- Predecessor: Yuny
- Successor: Paser II
- Dynasty: 19th Dynasty
- Pharaoh: Ramesses II

= Heqanakht =

Ancient Egyptian official, Viceroy of Kush

Heqanakht was Viceroy of Kush during the reign of Ramesses II. His titles include: King's son of Kush, overseer of the Southern Lands, Fan-bearer on the Right Side of the King, Messenger to every land, Hereditary prince, royal sealbearer.

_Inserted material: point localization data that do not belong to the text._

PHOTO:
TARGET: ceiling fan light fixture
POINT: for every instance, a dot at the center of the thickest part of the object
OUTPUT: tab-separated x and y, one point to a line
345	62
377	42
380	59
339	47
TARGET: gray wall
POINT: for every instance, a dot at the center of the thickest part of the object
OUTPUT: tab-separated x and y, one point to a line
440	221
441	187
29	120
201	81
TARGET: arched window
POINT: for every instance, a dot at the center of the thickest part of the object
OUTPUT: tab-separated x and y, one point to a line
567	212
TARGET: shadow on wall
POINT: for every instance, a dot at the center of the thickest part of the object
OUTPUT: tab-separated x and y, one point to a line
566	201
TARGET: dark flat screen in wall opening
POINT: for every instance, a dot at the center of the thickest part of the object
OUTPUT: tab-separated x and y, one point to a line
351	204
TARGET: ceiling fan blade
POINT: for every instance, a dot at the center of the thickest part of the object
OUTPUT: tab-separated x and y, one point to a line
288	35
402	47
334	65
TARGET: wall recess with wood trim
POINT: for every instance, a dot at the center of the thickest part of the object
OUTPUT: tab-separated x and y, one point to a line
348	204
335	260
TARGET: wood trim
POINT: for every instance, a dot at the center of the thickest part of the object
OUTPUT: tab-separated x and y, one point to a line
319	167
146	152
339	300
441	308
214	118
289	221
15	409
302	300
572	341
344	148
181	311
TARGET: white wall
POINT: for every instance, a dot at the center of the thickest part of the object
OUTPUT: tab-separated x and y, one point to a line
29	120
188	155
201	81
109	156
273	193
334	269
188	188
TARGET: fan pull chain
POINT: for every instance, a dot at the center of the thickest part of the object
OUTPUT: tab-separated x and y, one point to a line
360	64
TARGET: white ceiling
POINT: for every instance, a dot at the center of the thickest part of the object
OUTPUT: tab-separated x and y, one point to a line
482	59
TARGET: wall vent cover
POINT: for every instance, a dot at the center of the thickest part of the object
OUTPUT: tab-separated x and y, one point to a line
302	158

Heqanakht is attested in several locations:
1. Graffiti in Aswan – Heqanakht is shown adoring a cartouche of Ramesses II
2. A squatting statue from Quban – The base is inscribed with hetep di nesu offerings from the King to Atum and Osiris.
3. A reused block from Quban is inscribed with Heqanakht's name
4. In the temple at Amada Heqanakht is shown praising Re-Harakhti
5. In a rock stela from Abu Simbel Heqanakht is shown adoring Queen Nefertari before offerings. The stela also depicts Ramesses II with the King's Daughter Meritamen
6. In Aksha the name of Heqanakht appears on a lintel from a building
7. In a stela from Serra Peniuy, chief of Tehkhet mentions a gift from Heqanakht
8. In Amarah Heqanakht is shown adoring Ramesses II
9. In Abri Heqanakht is shown giving praise to the Pharaoh on a lintel.